Regards sur l’encyclique “Magnifica Humanitas”. Par le Père Denis Broussat.

Le Père Denis Broussat, accompagnateur spirituel de Fraternité Pentecôte Nationale, nous livre ici quelques pistes de réflexion sur l’encyclique “Magnifica Humanitas” que vient de publier le Pape Léon XIV. Qu’il en soit remercié ! 

Le pape Léon XIV vient de publier sa première encyclique sur l’intelligence artificielle : Magnifica Humanitas[1]. Et contrairement à ce que beaucoup imaginent, il ne parle presque pas d’outils mais d’un environnement mental, culturel et spirituel.

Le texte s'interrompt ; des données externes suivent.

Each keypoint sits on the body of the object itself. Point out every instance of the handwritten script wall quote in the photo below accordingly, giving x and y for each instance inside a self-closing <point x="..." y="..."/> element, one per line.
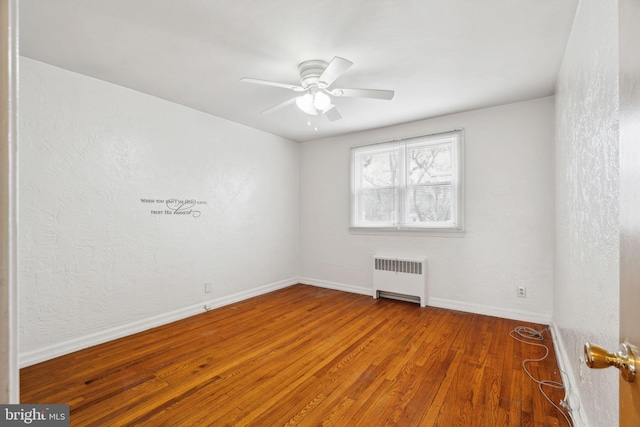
<point x="175" y="206"/>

Bref, il parle de nous.

L’IA imprègne notre vie quotidienne, influence notre pensée, façonne nos désirs et remet en question l’humain lui-même en modifiant notre façon de percevoir la réalité, de nous relier les uns aux autres, voire de croire.

Tout le monde craint les armes autonomes, la surveillance de masse, la prolifération des fake news, l’obsolescence du travail[2] mais curieusement, aucune mention n’est faite des risques de contrefaçon spirituelle.

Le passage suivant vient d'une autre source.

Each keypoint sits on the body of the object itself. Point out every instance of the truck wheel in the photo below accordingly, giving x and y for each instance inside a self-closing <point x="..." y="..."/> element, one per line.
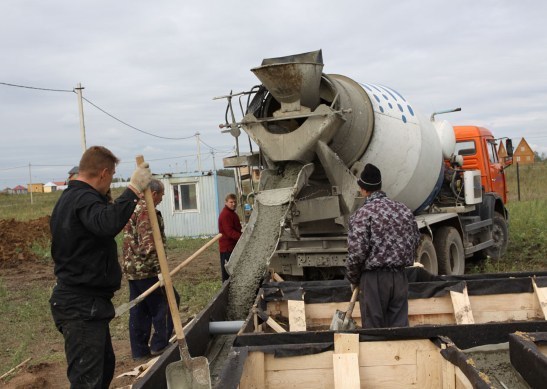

L’encyclique réaffirme les grands piliers de la pensée sociale catholique : dignité humaine, bien commun, subsidiarité, solidarité, justice sociale et développement intégral face aux systèmes de pouvoir, de la technocratie, de la guerre, de l’industrie économique, de la manipulation, de la fragmentation sociale ou de la déshumanisation. Mais ce qui surprend c’est l’inclusion des algorithmes, des données, des plateformes numériques dans le principe de la destination universelle des biens.

Autrement dit : les données ne peuvent être considérées comme la propriété absolue de quelques entreprises technologiques. Aujourd’hui, parmi les biens destinés universellement à tous, nous devons également inclure de nouvelles formes de propriété telles que les brevets, les algorithmes, les plateformes numériques, les infrastructures technologiques et les données.

Le Pape avertit qu’une concentration excessive de ces ressources crée une nouvelle forme d’inégalité incompatible avec le bien commun.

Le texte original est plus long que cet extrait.